LUXEMBURG
PATRICK WELTER

Offenbar ist Trumpismus ansteckend, also das Ignorieren von internationalen Verträgen, das Credo „mir kann keiner“ und das negieren von Fakten. Boris Johnson hat schon unter einem schweren Fall von Covid-19 gelitten, davon ist er nun geheilt. Aber ob der Trumpismus, der ihn jetzt befallen hat, heilbar ist, muss sich noch herausstellen.

Ein internationaler Vertrag, wie das Austrittsabkommen mit EU hat für Bojo offensichtlich nur Empfehlungscharakter. Man kann erst mal unterschreiben und dann weitersehen, klingt nach Trumpismus. Also eher nach einem Immobilien-Hai ohne Bildung als nach einem englischen Premier, denn der Eton-Boy und Elitestudent sollte es besser wissen. Irgendwer oder was hat ihm das Gehirn benebelt, und das muss mehr gewesen sein als ein kleiner Gin.

Man stelle sich mal vor, hierzulande hätte ein Premier ein Gesetz eingebracht, was von fünf (!) seiner Vorgänger über alle medialen Kanäle abgelehnt wird. Geschenkt, wenn die Kritik von der anderen politischen Feldpostnummer kommt, aber drei wütende Kritiker stammen aus der eigenen Partei. Drei ehemalige Tory-Premierminister, John Major, David Cameron und Teresa May haben Boris öffentlich davor gewarnt, gegen internationales Recht zu verstoßen und Großbritannien um jede Reputation zu bringen.

Nebenbei bemerkt: Wenn man Luxemburg mit dem englischen Durcheinander vergleicht, landet man bei der Aufzählung der fünf Vorgänger von Xavier Bettel schon in der Vorkriegszeit. Was sind wir hier doch langweilig.
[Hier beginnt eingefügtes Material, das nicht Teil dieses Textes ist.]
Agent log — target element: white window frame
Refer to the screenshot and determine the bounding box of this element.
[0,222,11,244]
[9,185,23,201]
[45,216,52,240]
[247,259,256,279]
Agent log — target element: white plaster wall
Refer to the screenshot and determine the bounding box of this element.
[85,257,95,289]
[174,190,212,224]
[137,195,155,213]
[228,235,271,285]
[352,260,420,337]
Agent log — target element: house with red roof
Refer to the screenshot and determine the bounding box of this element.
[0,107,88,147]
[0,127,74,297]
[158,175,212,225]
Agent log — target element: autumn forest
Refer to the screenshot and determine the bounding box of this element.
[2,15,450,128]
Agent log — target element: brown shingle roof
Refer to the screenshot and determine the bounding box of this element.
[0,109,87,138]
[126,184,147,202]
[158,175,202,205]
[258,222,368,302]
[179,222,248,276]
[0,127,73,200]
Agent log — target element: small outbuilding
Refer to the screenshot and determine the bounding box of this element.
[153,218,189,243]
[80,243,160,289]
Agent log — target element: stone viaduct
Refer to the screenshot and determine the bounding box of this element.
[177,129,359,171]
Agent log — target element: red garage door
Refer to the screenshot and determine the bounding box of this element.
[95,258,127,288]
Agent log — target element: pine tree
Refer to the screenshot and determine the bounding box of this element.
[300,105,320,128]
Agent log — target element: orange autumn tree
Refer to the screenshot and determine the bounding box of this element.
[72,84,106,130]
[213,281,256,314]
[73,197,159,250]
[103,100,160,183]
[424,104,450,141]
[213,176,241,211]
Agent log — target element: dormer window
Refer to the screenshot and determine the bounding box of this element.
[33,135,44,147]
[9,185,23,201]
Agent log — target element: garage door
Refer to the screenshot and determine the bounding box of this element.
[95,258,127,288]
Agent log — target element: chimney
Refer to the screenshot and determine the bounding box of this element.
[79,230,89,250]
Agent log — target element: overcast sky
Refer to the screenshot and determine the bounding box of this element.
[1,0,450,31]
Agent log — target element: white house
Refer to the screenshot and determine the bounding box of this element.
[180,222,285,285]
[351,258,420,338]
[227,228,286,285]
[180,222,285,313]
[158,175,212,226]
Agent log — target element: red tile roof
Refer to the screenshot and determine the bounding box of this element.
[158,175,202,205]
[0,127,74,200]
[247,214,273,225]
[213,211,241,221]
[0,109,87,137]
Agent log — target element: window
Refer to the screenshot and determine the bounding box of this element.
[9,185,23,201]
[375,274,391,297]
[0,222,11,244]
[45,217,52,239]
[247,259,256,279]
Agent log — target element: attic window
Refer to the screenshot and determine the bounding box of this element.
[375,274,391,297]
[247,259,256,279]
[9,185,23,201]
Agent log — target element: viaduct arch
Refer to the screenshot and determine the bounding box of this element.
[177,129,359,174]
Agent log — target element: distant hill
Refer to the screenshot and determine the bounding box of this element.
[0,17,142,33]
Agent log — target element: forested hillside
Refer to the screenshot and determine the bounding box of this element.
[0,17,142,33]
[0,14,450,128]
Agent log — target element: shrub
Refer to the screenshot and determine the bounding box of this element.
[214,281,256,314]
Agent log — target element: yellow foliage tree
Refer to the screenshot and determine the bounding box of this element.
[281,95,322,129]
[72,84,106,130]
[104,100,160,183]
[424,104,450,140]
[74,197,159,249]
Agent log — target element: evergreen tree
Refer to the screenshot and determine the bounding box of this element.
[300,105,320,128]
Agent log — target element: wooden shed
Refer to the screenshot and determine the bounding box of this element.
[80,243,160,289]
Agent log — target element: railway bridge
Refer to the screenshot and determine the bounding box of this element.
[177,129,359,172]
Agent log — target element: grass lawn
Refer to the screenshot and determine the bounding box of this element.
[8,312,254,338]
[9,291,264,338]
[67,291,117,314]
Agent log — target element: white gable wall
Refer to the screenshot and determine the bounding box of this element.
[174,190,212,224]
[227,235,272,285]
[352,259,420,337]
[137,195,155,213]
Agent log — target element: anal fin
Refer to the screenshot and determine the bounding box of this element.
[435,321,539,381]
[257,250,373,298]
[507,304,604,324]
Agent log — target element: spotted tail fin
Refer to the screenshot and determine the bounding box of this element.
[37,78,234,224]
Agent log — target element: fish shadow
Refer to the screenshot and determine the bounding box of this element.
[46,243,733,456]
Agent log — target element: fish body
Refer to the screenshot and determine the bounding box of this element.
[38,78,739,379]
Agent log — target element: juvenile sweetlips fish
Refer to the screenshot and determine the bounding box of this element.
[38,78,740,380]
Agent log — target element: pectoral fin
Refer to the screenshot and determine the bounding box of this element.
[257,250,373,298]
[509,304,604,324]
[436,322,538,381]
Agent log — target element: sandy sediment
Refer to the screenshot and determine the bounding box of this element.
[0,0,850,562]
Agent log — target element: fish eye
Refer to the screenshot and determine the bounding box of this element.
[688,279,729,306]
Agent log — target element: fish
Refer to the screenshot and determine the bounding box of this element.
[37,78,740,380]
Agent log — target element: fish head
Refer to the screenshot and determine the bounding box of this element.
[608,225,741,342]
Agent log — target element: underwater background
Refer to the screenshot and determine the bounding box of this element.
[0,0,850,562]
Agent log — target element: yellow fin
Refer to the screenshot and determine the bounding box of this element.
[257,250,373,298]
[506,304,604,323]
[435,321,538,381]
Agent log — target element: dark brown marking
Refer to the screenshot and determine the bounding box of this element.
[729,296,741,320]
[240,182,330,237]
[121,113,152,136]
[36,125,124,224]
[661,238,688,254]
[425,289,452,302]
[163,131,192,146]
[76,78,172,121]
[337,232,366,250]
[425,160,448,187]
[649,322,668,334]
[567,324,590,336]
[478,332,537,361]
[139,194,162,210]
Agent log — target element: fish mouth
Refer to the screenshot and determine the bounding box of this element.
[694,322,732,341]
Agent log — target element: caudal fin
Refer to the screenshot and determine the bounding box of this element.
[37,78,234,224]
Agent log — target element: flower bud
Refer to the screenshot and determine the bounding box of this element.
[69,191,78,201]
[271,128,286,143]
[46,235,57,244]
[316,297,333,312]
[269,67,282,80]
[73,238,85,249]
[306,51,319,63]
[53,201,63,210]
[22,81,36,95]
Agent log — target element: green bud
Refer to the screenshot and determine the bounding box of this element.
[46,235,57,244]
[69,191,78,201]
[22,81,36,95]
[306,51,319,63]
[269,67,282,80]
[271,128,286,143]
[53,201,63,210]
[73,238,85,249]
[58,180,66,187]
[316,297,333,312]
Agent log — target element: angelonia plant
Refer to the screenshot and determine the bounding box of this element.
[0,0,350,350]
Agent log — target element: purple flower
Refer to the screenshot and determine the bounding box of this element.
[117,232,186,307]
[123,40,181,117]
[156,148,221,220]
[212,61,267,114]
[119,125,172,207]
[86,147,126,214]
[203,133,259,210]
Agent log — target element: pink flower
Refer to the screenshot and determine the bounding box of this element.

Worum geht’s eigentlich? Zuerst einmal darum, dass Bojo keinen Bock hat ein Handelsabkommen mit der EU auszuhandeln. Denn seiner Meinung nach ist die Zeit günstig für den harten Brexit, denn er glaubt alle Verwerfungen, die der mit sich bringen wird, der Corona-Pandemie in die Schuhe schieben zu können. Der Brexit ist sein Religionsersatz. Denn er erinnert ein Sektenmitglied, das in freudiger Erwartung der Heiligen von Alpha Centauri freudig den Schierlingsbecher leert. Der harte Brexit ist nämlich nichts anderes als der vorhersehbare ökonomischer Suizid des Inselstaates.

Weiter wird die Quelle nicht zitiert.